Windows are such an important part of a home! Their style, color and proportions play a huge role in the overall exterior and interior look and when you are building a new home, windows are one of the first things chosen. We started working on our window order before foundation was even laid. Oftentimes windows are custom made and take anywhere from 6-10 weeks to be fabricated and delivered to the jobsite. When I started researching what type of windows I wanted for our new home, I was really surprised at how many options and price ranges there were. Basically, for my purposes, I was looking at these 4 types of windows; double hung, casement, stationary and steel.
Double hung windows tend to have a very traditional feel and you often see them in federal and colonial architecture. You can easily spot double hung windows by their center rail and double sashes, which enable the window to be open by sliding the sashes up or down. Double hung windows are generally slightly less expensive than casement windows, and oftentimes we will see homes with casement windows on the first floor and double hung windows on the second story
Casement windows have a cleaner look than double hung windows because they are free from the center rail that separates the top and bottom sash like on double hung windows. Casement windows have a cranking mechanism and hinges on one side that allows the window to open like a door.
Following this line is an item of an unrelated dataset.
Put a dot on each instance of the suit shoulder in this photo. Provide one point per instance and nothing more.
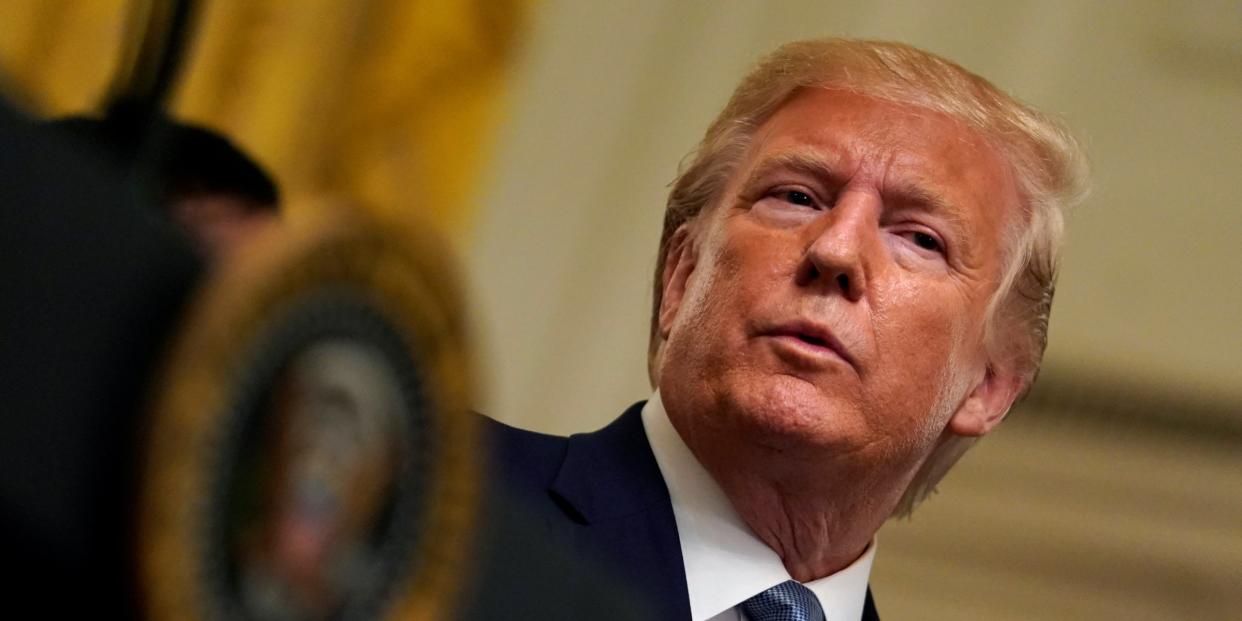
(522, 457)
So from the outside of the house, casement windows appear clean and sophisticated.
Stationary windows are often used when a design calls for large, oversized windows that are in an area of the home that doesn’t require the windows to operate (stairwell, second story of a vaulted great room, or maybe a large picture window). From the outside of a home, a stationary window has the same clean look as a casement window.
Steel windows are all the rage right now. Basically instead of having wooden jambs, casings and muntins, steel windows have all steel and glass components. They are super low profile and have a clean and fresh look. They are the most expensive option and many times designers and builders will incorporated one or two special steel window/door configurations into a home with the rest of the windows being traditional wood or clad.
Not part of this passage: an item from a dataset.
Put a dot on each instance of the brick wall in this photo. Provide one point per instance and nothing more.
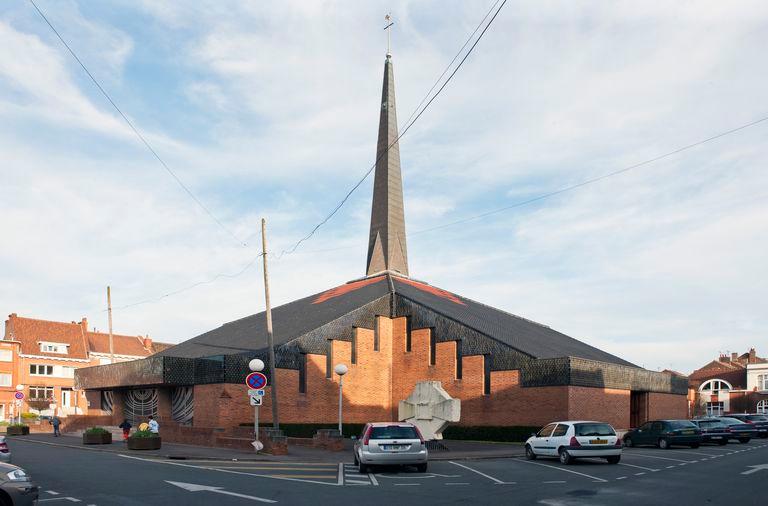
(379, 379)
Because my husband and I travel a lot and don’t have time for a ton of maintenance we decided to go with clad windows with all wooden interiors. Which basically means, the exterior of the windows are maintenance free, have an amazing warranty and the glass on the windows has multiple layers, to insure the best energy efficiency possible. The interior of the windows are all wood and can be painted any color I wish to match my trim.
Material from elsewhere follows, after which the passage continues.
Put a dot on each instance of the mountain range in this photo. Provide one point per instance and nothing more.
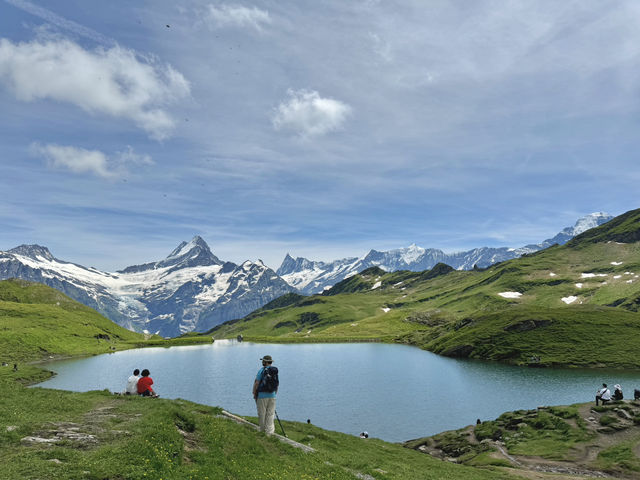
(310, 277)
(191, 289)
Once we decided on the type of windows we wanted to go with, I had to tackle the sizes and various muntin/hardware options that are available. Let me tell you, I literally fretted over muntin sizes for a week. The muntins are the small strips that separate the glass panes of a window and range in size from 5/8″ to 1 1/4″. We had to decide what width we wanted the muntins to be as well as decide how we wanted the glass divided in each window (2 over 3, 2 over 4, etc. ). This got a bit complicated, but I am glad I spent the time to research and look at images of window configurations I like as well as drive around to see different options in person. It was time well spent! At the end of the day, windows are a substantial part of the materials cost for a new home, so taking the time to research and look at all the options is important and well worth it.